CIS 033
Mission College Robotics Class Fall 2019
Final Project
Dave Goeke
December 9, 2019




Make a computing cluster from two Raspberry Pi computers


I have read about people making massive clusters with thousands of Pis, and others with two or four. The CIS-033 class presented the opportunity to see if I could learn to make and test a small cluster. In this paper is a description of what I did, lessons learned, problems, workarounds, and finally some programs to test clustering.

The picture below shows two Pi
computers in a cluster, wired to communicate with each other via wired ethernet over a crossover cable. The screen shows execution of a test program to compute pi to 24 digits on the two computers.

Raspberry Pi cluster


Install OS on SD Card


I have two old Raspberry Pi 3 Model B V 1.2 computers. One has working WiFi. The only SD cards I have are 64GB which are problematic according to various web sites including the Pi site. Using the SD Card Formatter and Balena Etcher, programs to format the SD card and copy Raspian on to the card, resulted in an image that was not bootable. Various experiments on my Mac and Linux system were equally unsuccessful. Finally I formatted the cards using an Andriod phone of all things, which created a 28 GB FAT32 partition that I could put Raspian on to and boot from.
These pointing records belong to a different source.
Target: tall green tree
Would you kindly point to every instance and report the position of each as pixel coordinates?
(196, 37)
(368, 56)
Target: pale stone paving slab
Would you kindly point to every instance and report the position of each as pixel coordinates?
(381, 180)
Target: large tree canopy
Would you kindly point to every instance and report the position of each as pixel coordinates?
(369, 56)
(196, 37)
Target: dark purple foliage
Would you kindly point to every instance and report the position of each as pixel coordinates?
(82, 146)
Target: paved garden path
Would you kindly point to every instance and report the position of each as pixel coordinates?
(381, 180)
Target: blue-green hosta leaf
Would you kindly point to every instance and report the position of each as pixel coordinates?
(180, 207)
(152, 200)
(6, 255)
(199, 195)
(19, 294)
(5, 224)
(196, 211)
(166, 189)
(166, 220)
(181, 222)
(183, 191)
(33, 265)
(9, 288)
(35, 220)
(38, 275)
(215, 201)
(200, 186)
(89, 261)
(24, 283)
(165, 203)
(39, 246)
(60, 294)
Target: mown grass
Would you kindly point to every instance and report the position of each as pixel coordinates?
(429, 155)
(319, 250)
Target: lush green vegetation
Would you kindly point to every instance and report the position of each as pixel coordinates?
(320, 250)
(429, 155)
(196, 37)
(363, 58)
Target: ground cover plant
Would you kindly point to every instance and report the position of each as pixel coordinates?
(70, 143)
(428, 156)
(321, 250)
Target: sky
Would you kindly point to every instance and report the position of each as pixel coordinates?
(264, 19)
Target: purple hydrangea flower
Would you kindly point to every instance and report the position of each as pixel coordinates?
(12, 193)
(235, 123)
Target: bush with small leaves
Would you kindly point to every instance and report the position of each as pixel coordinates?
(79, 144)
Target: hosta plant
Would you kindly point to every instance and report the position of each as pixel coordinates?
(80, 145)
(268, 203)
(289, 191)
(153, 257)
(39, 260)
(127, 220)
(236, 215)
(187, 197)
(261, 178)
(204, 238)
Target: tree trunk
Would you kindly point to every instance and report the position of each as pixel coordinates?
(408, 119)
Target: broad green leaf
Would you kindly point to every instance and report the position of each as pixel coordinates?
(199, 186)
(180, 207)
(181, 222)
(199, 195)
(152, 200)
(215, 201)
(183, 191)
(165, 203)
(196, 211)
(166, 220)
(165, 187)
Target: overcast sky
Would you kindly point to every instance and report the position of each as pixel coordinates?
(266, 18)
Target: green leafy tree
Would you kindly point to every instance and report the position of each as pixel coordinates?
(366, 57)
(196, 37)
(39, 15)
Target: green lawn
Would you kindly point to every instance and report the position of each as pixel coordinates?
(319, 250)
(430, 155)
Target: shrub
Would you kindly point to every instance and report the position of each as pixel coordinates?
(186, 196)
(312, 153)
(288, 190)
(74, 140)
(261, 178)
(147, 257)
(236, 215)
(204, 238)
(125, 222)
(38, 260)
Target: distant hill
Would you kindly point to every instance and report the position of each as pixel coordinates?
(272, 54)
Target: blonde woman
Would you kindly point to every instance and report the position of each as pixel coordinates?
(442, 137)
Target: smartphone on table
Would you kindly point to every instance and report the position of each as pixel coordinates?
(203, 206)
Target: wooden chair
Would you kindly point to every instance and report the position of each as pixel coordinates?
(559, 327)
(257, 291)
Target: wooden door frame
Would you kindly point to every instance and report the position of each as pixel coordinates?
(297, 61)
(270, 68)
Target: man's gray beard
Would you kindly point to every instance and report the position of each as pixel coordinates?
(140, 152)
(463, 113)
There are too many sites, documents, and videos available on the web explaining how to make a cluster. After several time-consuming experiments I settled on a circa 2012 procedure document from the University of Southampton in the U.K. which seemed appropriately academic and explained clearly enough how to use verification programs that would adequately demonstrate how to test a cluster once built.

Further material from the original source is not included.